Fortescue's FY26 Half-Year Results Unveiled

February 25, 2026|Time TBA AEST|Past event

Fortescue's half-year results on February 25, 2026, arrive amid softening iron ore prices below US$100 per tonne and mounting pressure on the company's ambitious Real Zero emissions target with just four years remaining.

Key takeaways

  • Fortescue achieved record first-half FY26 iron ore shipments of 100.2 million tonnes, up 3% year-on-year, but faces headwinds from declining iron ore prices and rising unit costs that squeezed margins in late 2025 and early 2026.
  • The company's share price has weakened recently, dropping over 4% in mid-February 2026 on iron ore softness, with analysts forecasting lower dividends and potential valuation pressure ahead of the results.
  • Parallel to core iron ore operations, Fortescue's push to eliminate fossil fuels by 2030 through battery-electric equipment and green technologies encounters execution risks and skepticism following setbacks in green hydrogen initiatives in 2025.

Iron Ore Resilience Meets Green Transition Pressures

Fortescue Metals Group, Australia's fourth-largest iron ore producer, reports its FY26 half-year results on February 25, 2026, following a strong operational first half that saw record shipments of 100.2 million tonnes, a 3% increase from the prior year.
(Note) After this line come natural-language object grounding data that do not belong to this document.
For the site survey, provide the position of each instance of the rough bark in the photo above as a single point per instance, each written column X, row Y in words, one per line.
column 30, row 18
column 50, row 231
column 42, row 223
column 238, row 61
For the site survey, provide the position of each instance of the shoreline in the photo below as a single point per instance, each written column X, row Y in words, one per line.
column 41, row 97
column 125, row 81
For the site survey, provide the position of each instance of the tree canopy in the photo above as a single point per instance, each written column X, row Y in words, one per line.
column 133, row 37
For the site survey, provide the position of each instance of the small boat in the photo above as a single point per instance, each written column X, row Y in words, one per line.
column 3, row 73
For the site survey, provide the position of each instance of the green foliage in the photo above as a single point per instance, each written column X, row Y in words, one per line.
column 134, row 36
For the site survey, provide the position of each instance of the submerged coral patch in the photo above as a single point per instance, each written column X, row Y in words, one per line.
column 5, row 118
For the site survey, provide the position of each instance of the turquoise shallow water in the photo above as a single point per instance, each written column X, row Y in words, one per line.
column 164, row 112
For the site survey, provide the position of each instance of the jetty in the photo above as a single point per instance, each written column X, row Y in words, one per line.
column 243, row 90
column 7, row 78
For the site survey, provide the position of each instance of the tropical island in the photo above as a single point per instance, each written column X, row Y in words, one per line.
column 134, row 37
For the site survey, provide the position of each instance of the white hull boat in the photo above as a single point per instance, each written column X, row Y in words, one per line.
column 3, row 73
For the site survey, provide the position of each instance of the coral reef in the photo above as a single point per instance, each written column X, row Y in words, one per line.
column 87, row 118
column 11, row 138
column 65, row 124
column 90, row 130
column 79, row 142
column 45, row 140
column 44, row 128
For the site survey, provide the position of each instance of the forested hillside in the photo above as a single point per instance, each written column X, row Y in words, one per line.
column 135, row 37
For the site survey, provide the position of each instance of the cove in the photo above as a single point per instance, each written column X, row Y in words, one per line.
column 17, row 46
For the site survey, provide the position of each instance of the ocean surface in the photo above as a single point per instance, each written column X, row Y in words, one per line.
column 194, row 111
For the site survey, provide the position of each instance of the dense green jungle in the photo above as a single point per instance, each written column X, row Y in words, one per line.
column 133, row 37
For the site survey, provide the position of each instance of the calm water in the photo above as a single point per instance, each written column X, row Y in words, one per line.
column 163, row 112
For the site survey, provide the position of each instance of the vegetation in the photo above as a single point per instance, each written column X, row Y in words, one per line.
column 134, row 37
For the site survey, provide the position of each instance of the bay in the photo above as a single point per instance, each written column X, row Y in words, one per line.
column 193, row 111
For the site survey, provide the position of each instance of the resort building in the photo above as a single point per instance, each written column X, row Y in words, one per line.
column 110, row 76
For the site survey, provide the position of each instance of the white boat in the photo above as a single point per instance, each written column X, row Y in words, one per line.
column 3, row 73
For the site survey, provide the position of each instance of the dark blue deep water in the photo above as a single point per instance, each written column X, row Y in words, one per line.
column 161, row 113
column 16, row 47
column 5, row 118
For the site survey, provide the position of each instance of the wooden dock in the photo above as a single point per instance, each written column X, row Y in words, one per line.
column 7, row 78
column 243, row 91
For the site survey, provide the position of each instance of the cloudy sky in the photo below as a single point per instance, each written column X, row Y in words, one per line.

This performance, driven by reliable output from Pilbara hematite operations and ramp-up at the high-grade Iron Bridge project, has kept the company on track for its full-year guidance of 195-205 million tonnes.

Yet the timing is critical because iron ore prices have softened, dipping below US$100 per tonne in early 2026 amid concerns over Chinese demand and global steel production trends. In the December 2025 quarter, average revenue for hematite products stood at US$93 per dry metric tonne, while unit costs edged higher to an average of US$18.64 per wet metric tonne for the half, slightly above full-year guidance. These dynamics contributed to recent share price volatility, with Fortescue shedding around 4-5% in mid-February sessions as miners reacted to commodity weakness.

Beyond the numbers, the results will be scrutinised for insights into Fortescue's broader strategy under Executive Chairman Andrew Forrest. The company maintains a cash balance of US$4.7 billion and low net debt, providing flexibility, but investors watch closely for dividend indications amid softer conditions and analyst expectations of reduced payouts in coming years.

A less visible but significant tension lies in Fortescue's Real Zero ambition to decarbonise its Pilbara operations by 2030, eliminating Scope 1 and 2 emissions without offsets. Recent milestones include commissioning battery-electric locomotives, expected to save 1 million litres of diesel annually, and advancing partnerships for electric mining equipment. However, these efforts follow a retreat from large-scale green hydrogen projects in 2025, including cancellations in Queensland and the US that triggered impairments and job cuts, raising questions about the pace and feasibility of the transition in a capital-intensive industry where fossil fuels remain dominant for heavy haulage and processing.

The interplay creates trade-offs: sustained iron ore strength supports funding the green shift, but commodity downturns could constrain investment at a time when competitors like BHP and Rio Tinto also trial lower-emission technologies with varying commitment levels.